NEW YORK (GenomeWeb News) – An Italian and German research team has found evidence suggesting individual metabolic phenotypes differ from one individual to the next but are actually quite stable within each individual over time — a finding that they say might eventually open the door for personalized medical treatments based on metabolic profiling.
The researchers used nuclear magnetic resonance spectroscopy to profile metabolites in more than 1,800 urine samples collected from the same individuals for up to three years to test whether metabolic phenotype varies between different people at different times. The research, which appeared online recently in the Journal of Proteome Research, supports the notion that metabolic profiles are relatively stable within the same individual over time but vary between individuals.
"[I]ndividual metabolic phenotypes describe the fact that each individual possesses a unique adaptive response to the environment," corresponding author Ivano Bertini, director of the Center of Magnetic Resonance at the University of Florence, and his colleagues wrote.
"The present work … strongly supports the idea that the individual metabolic phenotype can also be considered a metagenomic entity that links gut microbiome and host metabolic phenotype; that is, the composition of the gut microflora is compatible with the genome of the host," they added.
Human metabolism encompasses a diverse range of chemical processes that go on in an individual's body. Being able to characterize and distinguish between individuals based on their metabolic profiles may eventually offer an avenue for customizing medications and treatments based on metabolism, the researchers noted. But so far that has been difficult to determine, since metabolic profiles — as gauged by NMR spectra of urine samples — can vary from day to day.

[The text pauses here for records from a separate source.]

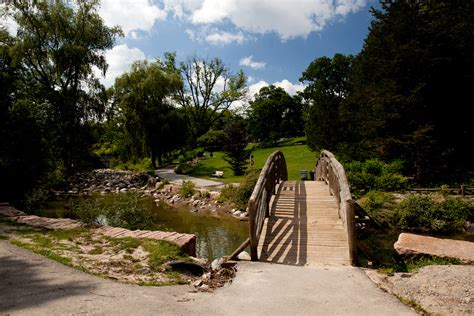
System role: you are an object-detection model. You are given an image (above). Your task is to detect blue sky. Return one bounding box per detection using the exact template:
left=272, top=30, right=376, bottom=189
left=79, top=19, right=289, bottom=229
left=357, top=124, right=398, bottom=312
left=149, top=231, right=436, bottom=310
left=0, top=0, right=378, bottom=94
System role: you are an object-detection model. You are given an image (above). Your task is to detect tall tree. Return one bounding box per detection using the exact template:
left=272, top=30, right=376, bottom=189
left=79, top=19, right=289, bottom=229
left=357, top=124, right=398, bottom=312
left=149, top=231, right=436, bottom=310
left=8, top=1, right=121, bottom=170
left=114, top=60, right=186, bottom=168
left=300, top=54, right=354, bottom=150
left=167, top=53, right=247, bottom=140
left=247, top=85, right=303, bottom=146
left=224, top=117, right=249, bottom=176
left=348, top=0, right=474, bottom=180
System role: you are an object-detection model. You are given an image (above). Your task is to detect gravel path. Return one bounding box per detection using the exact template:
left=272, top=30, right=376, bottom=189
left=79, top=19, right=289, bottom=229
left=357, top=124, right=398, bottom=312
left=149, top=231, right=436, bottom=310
left=0, top=241, right=414, bottom=315
left=155, top=166, right=225, bottom=189
left=368, top=265, right=474, bottom=315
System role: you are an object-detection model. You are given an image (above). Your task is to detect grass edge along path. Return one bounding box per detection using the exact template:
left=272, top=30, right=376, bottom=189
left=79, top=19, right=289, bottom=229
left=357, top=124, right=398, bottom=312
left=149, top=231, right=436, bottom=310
left=188, top=139, right=319, bottom=183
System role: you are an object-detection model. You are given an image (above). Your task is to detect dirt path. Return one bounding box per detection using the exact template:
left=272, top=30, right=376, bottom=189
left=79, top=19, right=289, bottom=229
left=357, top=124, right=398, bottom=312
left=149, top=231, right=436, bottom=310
left=155, top=167, right=230, bottom=189
left=0, top=241, right=414, bottom=315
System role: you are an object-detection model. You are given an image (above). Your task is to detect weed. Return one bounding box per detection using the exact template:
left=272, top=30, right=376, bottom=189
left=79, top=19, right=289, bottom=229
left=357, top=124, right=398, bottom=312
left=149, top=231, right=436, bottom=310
left=179, top=180, right=196, bottom=198
left=110, top=237, right=143, bottom=253
left=89, top=246, right=104, bottom=255
left=396, top=295, right=432, bottom=316
left=143, top=240, right=188, bottom=271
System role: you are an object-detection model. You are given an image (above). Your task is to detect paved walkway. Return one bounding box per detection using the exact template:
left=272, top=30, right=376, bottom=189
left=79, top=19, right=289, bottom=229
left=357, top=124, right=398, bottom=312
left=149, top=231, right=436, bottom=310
left=258, top=181, right=350, bottom=266
left=0, top=241, right=416, bottom=315
left=155, top=166, right=225, bottom=189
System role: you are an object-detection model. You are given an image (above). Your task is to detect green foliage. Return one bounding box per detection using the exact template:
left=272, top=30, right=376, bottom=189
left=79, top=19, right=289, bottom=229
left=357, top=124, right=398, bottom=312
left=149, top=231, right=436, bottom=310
left=25, top=187, right=50, bottom=213
left=398, top=195, right=473, bottom=234
left=179, top=180, right=196, bottom=198
left=143, top=240, right=189, bottom=271
left=106, top=192, right=153, bottom=230
left=197, top=129, right=225, bottom=157
left=174, top=162, right=194, bottom=174
left=247, top=85, right=303, bottom=147
left=218, top=170, right=260, bottom=210
left=300, top=54, right=355, bottom=150
left=360, top=191, right=399, bottom=227
left=344, top=159, right=408, bottom=196
left=174, top=53, right=247, bottom=139
left=114, top=60, right=187, bottom=168
left=70, top=198, right=107, bottom=226
left=71, top=192, right=153, bottom=230
left=224, top=120, right=249, bottom=176
left=111, top=157, right=154, bottom=173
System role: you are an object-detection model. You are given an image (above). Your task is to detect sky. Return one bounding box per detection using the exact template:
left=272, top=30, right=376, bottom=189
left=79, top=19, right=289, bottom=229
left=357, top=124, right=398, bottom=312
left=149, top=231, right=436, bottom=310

"For an individual metabolic phenotype to be of physiological relevance and medical usefulness, one should now be able to show that it is relatively stable over time for a period of at least a few years and, above all, what are the most relevant causes of its variability, if any, and their relative weight with respect to a possible invariant contribution of genetic origin," the authors explained.
To test this, the researchers assessed metabolic profiles for a total of 31 healthy individuals between the ages of 25 and 55 years old, collecting 40 urine samples from each over about three months. Eleven individuals provided two 40-sample sets over two years and four individuals provided three sets over three years. They then analyzed each urine sample using Bruker 600 MHz or 900 MHz NMR spectroscopy to get 1D and, in some cases, 2D spectra.
The team also collected information on everything from the participants' gender and age to their physical activity, diet, and body mass index.
Using this approach, the team found that the set of metabolites in each person's urine did not seem to change dramatically with time or the subject's age. Even so, the researchers did detect what they called "sporadic metabolic fluctuations" — including patterns classified as "spikes," "jumps," and "waves" in metabolite patterns. The team attributed such vacillations to environmental effects such as diet, physical activity, and gut microbes.
Nevertheless, the authors noted, "inter-individual discrimination [of metabolic phenotype] is still possible and very strong." When they randomly picked out different spectra, the researchers reported a 99.5 percent recognition rate, on average. The recognition rate decreased slightly over two or three years, the team found, but was still more than 97 percent over two years and above 92.5 percent after three years.
And while the team noted that more research must be done to predict how many metabotypes might exist in humans, they speculated that it is on the order of more than a few tens of different types.
Although they did not collect genetic information on the research participants, the researchers did note that more closely related individuals had more similar metabolic phenotypes in their study — hinting at a genetic component to metabotype.
Overall, the researchers concluded, "individual metabolic phenotype can also be considered a metagenomic entity that is strongly affected by both gut microbiome and host metabolic phenotype, the latter defined by both genetic and environmental contributions."